Sign-reversal of the in-plane resistivity anisotropy in iron pnictides

TL;DR

This study investigates the in-plane resistivity anisotropy in BaFe$_{2}$As$_{2}$, revealing a sign reversal across the phase diagram, which highlights the complex interplay between magnetism, nematicity, and superconductivity in iron pnictides.

Contribution

It demonstrates the sign change of resistivity anisotropy in BaFe$_{2}$As$_{2}$ across the doping phase diagram, a behavior not observed in other materials, and explains it through Fermi surface reconstruction and spin fluctuations.

Findings

Resistivity anisotropy changes sign across the phase diagram.

Magnetic scattering dominates normal state transport.

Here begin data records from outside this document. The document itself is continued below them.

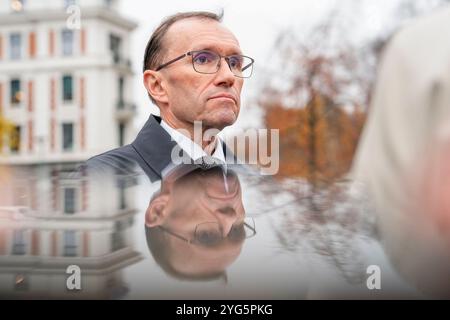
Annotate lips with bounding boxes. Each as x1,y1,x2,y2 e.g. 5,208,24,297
208,92,237,103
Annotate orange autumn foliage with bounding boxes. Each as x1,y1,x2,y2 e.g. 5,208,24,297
264,94,365,186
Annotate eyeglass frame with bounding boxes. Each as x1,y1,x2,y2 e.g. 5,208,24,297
155,49,255,79
158,217,256,245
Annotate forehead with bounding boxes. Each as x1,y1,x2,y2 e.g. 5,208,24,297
165,18,241,54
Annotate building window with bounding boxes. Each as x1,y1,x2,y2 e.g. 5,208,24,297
62,123,73,151
11,0,25,12
64,0,77,8
11,79,22,105
111,221,126,251
12,230,26,255
9,33,22,60
62,76,73,102
119,122,125,147
14,273,29,291
9,126,22,153
62,30,73,56
64,188,76,214
109,34,122,63
118,77,125,105
64,230,77,257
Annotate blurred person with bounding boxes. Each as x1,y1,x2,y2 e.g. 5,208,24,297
352,7,450,298
145,165,255,281
86,12,254,178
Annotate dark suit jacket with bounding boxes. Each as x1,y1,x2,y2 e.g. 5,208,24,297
82,115,237,181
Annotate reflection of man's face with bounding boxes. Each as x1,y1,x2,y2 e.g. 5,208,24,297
164,169,244,236
146,169,245,275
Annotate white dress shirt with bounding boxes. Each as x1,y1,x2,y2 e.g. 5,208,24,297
161,119,226,176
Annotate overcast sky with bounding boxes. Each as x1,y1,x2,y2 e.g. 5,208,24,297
120,0,418,132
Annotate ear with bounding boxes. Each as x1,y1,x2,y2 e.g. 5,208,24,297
145,194,169,228
143,70,168,103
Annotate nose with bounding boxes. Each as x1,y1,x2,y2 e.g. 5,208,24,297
214,57,236,88
217,207,239,237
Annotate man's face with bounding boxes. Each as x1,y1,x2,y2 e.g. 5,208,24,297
160,18,243,130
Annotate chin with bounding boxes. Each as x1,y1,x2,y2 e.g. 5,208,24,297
205,109,237,130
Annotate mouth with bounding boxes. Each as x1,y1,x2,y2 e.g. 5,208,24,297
208,93,237,104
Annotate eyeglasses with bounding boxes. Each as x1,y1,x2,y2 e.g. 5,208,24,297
156,50,255,78
158,217,256,247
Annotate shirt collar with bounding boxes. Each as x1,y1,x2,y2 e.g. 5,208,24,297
161,120,226,164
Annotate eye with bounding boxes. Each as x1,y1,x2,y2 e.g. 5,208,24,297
228,56,242,70
193,51,216,65
228,224,245,241
196,230,222,245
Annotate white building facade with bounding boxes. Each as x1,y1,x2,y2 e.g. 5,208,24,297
0,0,136,165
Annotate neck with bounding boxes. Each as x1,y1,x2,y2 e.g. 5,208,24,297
161,116,219,153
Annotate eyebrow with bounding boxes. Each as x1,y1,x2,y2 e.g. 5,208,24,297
191,45,242,56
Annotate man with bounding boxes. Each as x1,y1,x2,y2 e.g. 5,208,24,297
87,12,253,180
145,165,256,280
353,7,450,298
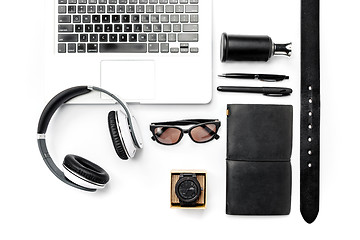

Sign reversal linked to Fermi surface and spin fluctuations.

Abstract

The concept of an electronically-driven breaking of the rotational symmetry of a crystal, without involving magnetic order, has found experimental support in several systems, from semiconductor heterostructures and ruthenates, to cuprate and iron-pnictide superconductors. In the pnictide BaFe$_{2}$As$_{2}$, such an "electronic nematic state" appears above the magnetic transition dome, over a temperature range that can be controlled by external strain. Here, by measuring the in-plane resistivity anisotropy, we probe the electronic anisotropy of this material over the entire nematic/magnetic dome, whose end points coincide with the optimal superconducting transition temperatures. Counter-intuitively, we find that, unlike other materials, the resistivity anisotropy in BaFe$_{2}$As$_{2}$ changes sign across the doping phase diagram, even though the signs of the magnetic, nematic, and orthorhombic order parameters are kept fixed. This behavior is explained by the Fermi surface reconstruction in the magnetic phase and spin-fluctuation scattering in the nematic phase. The unique behavior of the transport anisotropy unveils that the primary role is played by magnetic scattering in the normal state transport properties of the iron pnictides, suggesting a close connection between magnetism, nematicity, and unconventional superconductivity.